Reputable western tour operators are doing their bit to try to make things better. They subscribe to the work of organisations such as Porters Progress, The International Porter Protection Group and the Himalayan Rescue Association.
The problem is a deep one. Nepal is a poor country. Many uneducated young men have hardly any opportunities to earn money. Many of them reject attempts to restrict the size of their loads because it reduces their earning power. So long as wealthy trekkers and climbers come to the Everest region it seems porters will always be attracted by the work on offer.

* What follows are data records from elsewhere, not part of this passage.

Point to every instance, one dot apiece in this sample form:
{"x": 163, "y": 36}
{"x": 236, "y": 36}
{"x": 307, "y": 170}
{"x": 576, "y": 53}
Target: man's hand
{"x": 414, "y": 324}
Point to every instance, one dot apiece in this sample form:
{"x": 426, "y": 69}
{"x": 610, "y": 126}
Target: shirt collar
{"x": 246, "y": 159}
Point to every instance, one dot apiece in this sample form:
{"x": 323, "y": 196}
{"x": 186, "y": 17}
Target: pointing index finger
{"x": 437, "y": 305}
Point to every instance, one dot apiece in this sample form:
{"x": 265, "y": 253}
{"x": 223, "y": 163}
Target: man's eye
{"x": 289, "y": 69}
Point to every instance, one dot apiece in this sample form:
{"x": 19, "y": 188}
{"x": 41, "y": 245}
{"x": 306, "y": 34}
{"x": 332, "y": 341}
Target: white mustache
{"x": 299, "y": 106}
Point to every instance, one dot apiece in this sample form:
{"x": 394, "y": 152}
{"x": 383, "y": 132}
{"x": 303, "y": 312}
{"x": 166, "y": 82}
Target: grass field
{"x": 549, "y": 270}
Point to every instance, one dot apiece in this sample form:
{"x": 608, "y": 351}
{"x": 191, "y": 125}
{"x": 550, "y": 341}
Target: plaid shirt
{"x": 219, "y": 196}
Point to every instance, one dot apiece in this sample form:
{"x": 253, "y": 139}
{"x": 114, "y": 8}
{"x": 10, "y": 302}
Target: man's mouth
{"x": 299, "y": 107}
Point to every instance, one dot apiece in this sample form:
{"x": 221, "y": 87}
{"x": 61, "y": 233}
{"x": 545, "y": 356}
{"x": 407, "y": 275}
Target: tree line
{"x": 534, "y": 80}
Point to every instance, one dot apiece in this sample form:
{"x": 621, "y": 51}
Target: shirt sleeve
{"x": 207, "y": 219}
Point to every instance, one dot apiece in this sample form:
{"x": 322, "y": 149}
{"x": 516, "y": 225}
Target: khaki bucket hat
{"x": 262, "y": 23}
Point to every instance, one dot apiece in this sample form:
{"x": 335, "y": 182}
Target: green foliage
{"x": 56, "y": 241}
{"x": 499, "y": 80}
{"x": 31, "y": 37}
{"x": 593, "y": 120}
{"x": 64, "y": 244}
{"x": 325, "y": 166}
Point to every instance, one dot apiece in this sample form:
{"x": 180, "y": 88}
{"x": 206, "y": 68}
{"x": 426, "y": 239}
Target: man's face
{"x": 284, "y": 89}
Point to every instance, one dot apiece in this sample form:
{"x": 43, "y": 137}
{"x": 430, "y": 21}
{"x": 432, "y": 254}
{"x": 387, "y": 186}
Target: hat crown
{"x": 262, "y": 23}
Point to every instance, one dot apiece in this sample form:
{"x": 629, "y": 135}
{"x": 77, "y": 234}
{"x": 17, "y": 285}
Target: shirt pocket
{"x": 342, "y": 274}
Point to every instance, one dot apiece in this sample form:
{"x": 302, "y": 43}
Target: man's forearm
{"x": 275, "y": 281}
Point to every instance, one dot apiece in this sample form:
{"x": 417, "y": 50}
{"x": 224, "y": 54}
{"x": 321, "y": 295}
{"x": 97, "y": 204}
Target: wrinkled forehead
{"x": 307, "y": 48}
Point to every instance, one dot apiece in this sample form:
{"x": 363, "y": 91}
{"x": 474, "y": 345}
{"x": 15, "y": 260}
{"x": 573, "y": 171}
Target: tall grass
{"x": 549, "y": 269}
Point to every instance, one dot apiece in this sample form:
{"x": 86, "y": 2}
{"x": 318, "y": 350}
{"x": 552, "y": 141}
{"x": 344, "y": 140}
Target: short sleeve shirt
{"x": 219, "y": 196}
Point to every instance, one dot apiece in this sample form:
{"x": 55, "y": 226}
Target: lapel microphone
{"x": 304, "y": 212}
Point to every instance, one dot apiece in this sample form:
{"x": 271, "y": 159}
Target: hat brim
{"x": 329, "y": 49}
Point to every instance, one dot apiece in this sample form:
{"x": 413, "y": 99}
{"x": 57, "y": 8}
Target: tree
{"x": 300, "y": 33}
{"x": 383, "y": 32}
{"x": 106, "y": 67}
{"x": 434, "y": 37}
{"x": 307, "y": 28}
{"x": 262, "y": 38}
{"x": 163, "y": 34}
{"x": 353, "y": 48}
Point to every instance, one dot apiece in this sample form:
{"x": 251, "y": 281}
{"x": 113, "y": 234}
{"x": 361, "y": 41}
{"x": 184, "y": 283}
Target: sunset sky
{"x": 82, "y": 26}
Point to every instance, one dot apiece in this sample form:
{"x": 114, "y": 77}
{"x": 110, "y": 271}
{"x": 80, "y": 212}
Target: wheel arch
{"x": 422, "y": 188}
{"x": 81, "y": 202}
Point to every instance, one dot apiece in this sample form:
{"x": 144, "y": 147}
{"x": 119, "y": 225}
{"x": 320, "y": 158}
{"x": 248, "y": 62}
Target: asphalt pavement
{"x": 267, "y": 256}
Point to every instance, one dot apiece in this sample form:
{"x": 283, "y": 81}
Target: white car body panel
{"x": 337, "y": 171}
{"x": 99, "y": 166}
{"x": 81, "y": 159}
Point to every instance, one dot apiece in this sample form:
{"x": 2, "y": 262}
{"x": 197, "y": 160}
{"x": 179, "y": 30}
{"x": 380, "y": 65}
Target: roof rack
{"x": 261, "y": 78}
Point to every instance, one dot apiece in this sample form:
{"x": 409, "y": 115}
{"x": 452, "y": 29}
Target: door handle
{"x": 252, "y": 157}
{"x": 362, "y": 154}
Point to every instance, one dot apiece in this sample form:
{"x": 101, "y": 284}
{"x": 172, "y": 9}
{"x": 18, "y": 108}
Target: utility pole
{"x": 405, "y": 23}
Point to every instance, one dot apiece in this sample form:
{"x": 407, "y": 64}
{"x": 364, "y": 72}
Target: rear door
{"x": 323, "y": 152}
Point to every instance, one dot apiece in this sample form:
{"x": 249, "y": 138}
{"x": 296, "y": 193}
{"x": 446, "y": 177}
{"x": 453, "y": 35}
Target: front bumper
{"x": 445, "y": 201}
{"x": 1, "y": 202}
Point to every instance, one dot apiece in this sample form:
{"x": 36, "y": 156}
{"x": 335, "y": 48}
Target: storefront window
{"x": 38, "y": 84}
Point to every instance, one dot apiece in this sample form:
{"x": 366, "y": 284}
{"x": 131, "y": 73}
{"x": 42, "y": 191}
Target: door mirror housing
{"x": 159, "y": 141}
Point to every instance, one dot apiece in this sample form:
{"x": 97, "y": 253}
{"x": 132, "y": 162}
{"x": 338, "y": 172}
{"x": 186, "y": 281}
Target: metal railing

The Everest Team Witnesses Earthquake Destruction in Nepal
Our journey began in Kathmandu, the capital of Nepal, a country devastated by a terrible earthquake just one year ago. Kathmandu still has many visible scars from that catastrophic event; the central temple area of Barkhor Square is flanked with buildings in a state of collapse.
Outside of the city, we witnessed even greater human tragedy in a small village called Harisiddhi, just one hour from Kathmandu. We were greeted by a villager called Mohindra and taken on a walk of the village, which left us in no doubt as to the lethal effects of the earthquake.
‘Five people died in this collapsed house,’ Mohindra told us sadly. In total the village had lost almost thirty people.
Many of the victims now live in emergency shelters of canvas and corrugated iron. Families of five or six can be cramped into a tiny living space with only the most basic amenities. Many children have been a full year off school. Others in the village of Harisiddhi have been sick as a result of disrupted water supplies.
When we asked villagers when they thought they would be able to re-build their houses, many of them simply shook their heads. ‘They have no money for construction,’ Mohindra told us. ‘There are rumours that money and materials might be available but we don’t know when.’
In another part of the village we did find some construction but only of the most basic type. Working by hand, without a single machine to mix concrete or help to dig foundations, a team of villagers were working side by side. It was a sign of hope in the midst of a terrible tragedy – an earthquake which cost many thousands of lives and which is still affecting the lives of many tens of thousands more, even as the first year anniversary comes round.
Yet throughout this dark chapter the people of Nepal remain positive and optimistic. Many villagers smiled as they welcomed us into their basic shelters. Earthquakes are deadly and unpredictable but they cannot squash the spirit of these wonderful people.